缓缓走过通道,里面更加昏暗,土匪只留了几根火把,张渊掐了个火焰诀,把火把一一点亮,但依旧十分昏暗。
张渊掐灭夜瞳术,从怀里取出一张燃灯符,注入少许灵力,黄符“噗”一声亮起一团明火,一个样式小巧古朴的灯台浮在空中,虽然只是一根烛火,却比火把还要亮足以照亮周围。
这东西可比火把强多了,当初师父把燃灯符的制作方法传给他时,他可高兴了好久,一连几天都不睡专门在晚上用它照明。
不过以他现在低微的灵力只能坚持半个多时辰,等开了灵窍,步入练气期,维持这种低级的符箓肯定不在话下。
凭借燃灯符的烛光,张渊看清后面的通道并非纯天然形成,两边都被开凿过,挖出一个勉强过人的路。
这种情况下,张渊不得不侧着身子,歪着头,一下一下小心翼翼地往下挪动。
好在燃灯符化作的灯台不需要用手拿,而是自动浮在他身旁,为他照亮前方通道。
张渊剑指一挥,又一张黄符从怀里飞出,拖拽出一道微弱的黄色光线,径直飞向洞口,贴在岩壁上。

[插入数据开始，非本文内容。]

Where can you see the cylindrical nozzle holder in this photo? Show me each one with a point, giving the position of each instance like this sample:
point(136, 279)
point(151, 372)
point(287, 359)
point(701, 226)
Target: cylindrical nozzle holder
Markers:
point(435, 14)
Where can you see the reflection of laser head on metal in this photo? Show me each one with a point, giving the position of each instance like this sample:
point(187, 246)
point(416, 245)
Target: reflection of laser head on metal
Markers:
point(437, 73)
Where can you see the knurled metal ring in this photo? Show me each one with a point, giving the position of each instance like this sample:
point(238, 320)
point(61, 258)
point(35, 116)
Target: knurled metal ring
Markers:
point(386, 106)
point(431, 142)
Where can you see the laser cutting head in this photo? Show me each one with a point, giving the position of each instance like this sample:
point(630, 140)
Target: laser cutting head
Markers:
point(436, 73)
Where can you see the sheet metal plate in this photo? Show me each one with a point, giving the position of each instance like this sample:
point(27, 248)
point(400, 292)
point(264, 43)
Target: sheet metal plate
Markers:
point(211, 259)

一层若有若无的光膜封住洞门,防止外人进入,此符正是之前张渊曾在山洞里用过的迷烟符,专门用来骗过凡人的,这就是最后一张了。
有了这层防护,他才放心地继续往前走。狭窄的通道内,只有前面是黑黢黢的小路。
张渊慢慢挪着,许久才到通道尽头,那里是一方不算开阔的洞厅,周围都是坚硬的石壁,按照通道的长度,他现在应该位于猴子峰的山体里。

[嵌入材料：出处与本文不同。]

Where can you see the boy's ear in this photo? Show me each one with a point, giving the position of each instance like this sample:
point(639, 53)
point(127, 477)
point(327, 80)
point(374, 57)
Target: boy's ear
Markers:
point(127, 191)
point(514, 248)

在苍青色石厅的中央,一条地下河如一条丝带,平静无比,悄无声息,以至于张渊怀疑它到底有没有在流动,怪不得先前都没有听到水流的动静。
他把手放进溪流中,一道新月形微波出现,这才判断出流向——暗河是从右首石壁缝隙中流出,流向左边的缝隙。
此外,他能感受到这道暗河里蕴含着些许灵力,虽然微不足道,但是比外面稀薄的灵气要浓郁不少。那么,它很可能就是从灵泉里流出来的,或者流向灵泉。
可是这里并没有灵泉的影子,张渊仔细找了许久,也没有找到任何线索。
难道灵泉已经被这条暗河冲走了吗?张渊心下一沉,他本来资质就差,全指望这口灵泉能把他送进练气期,若是灵泉不在,其他方法还没有定数,他可能一辈子就只能止步于此了。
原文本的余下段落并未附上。